Logistic regression using the algorithm developed for week 1's assignment.

In [3]:
from LogisticRegression import LogisticRegression

# hyperparameters for each model
learning_rates = [10**i for i in range(-3,3)]
regularization_values = [0, 0.001, 0.01, 0.02, 0.5]
polynomial_degrees = [1, 2, 3, 4]
n_models = len(learning_rates)*len(regularization_values)*len(polynomial_degrees)

best_val_auc = 0 # save the best performance
best_regression = None # save here the instantiated regression object with the best performance
trained = 0
for lr in learning_rates:
    for regularization in regularization_values:
        for M in polynomial_degrees:
            poly = LogisticRegression(poly_degree=M, n_predictors=X_train.shape[1], regularization=regularization,
                                      learning_rate=lr, batch_size=5000)
            poly.optimize(X=X_train, y=y_train.reshape((-1,1)), method='gd')
            val_auc = poly.performance(X_val, y_val)
            # is this the best val_MSE yet?
            if val_auc > best_val_auc:
                train_auc = poly.performance(X_train, y_train)
                print("New record! val_auc={}, train_auc={} with M={}, lambda={}, lr={},"
                      .format(val_auc, train_auc, M, regularization, lr))
                best_val_auc = val_auc
                best_regression = poly
            # report progress sometimes
            trained += 1
            if (trained % 10) == 1:
                print("{} out of {} models trained so far".format(trained, n_models))

print("Best hyperparameters: lr={}, M={}, regularization={}".format(best_regression.learning_rate,best_regression.M,best_regression.regularization))
print("Best validation AUC: {}".format(best_val_auc))
print("Its AUC on the train set: {}".format(best_regression.performance(X_train, y_train)))

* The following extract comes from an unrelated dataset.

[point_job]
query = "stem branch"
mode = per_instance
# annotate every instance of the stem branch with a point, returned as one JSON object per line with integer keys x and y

New record! val_auc=0.5014770340792719, train_auc=0.5009215206360037 with M=1, lambda=0, lr=0.001,
1 out of 120 models trained so far
New record! val_auc=0.5635700316535979, train_auc=0.5664515703294013 with M=3, lambda=0, lr=0.001,
New record! val_auc=0.5708659860568422, train_auc=0.5673462935796597 with M=4, lambda=0, lr=0.001,
New record! val_auc=0.5708689214266266, train_auc=0.5726304156317806 with M=3, lambda=0.001, lr=0.001,
New record! val_auc=0.5712698640666688, train_auc=0.5659435871925738 with M=4, lambda=0.001, lr=0.001,
New record! val_auc=0.5721107065846159, train_auc=0.5696939882228952 with M=3, lambda=0.01, lr=0.001,
11 out of 120 models trained so far
21 out of 120 models trained so far
New record! val_auc=0.6018271597625944, train_auc=0.603015034804836 with M=3, lambda=0, lr=0.01,
New record! val_auc=0.606487812042182, train_auc=0.6077102994523034 with M=3, lambda=0.001, lr=0.01,
New record! val_auc=0.6084084787998109, train_auc=0.6072505304038759 with M=3, lambda=0.01

Best validation AUC obtained was $0.666$. I tried several choices for the hyperparameter search but was unable to increase the training AUC beyond this point. Thus, this baseline has a bias problem.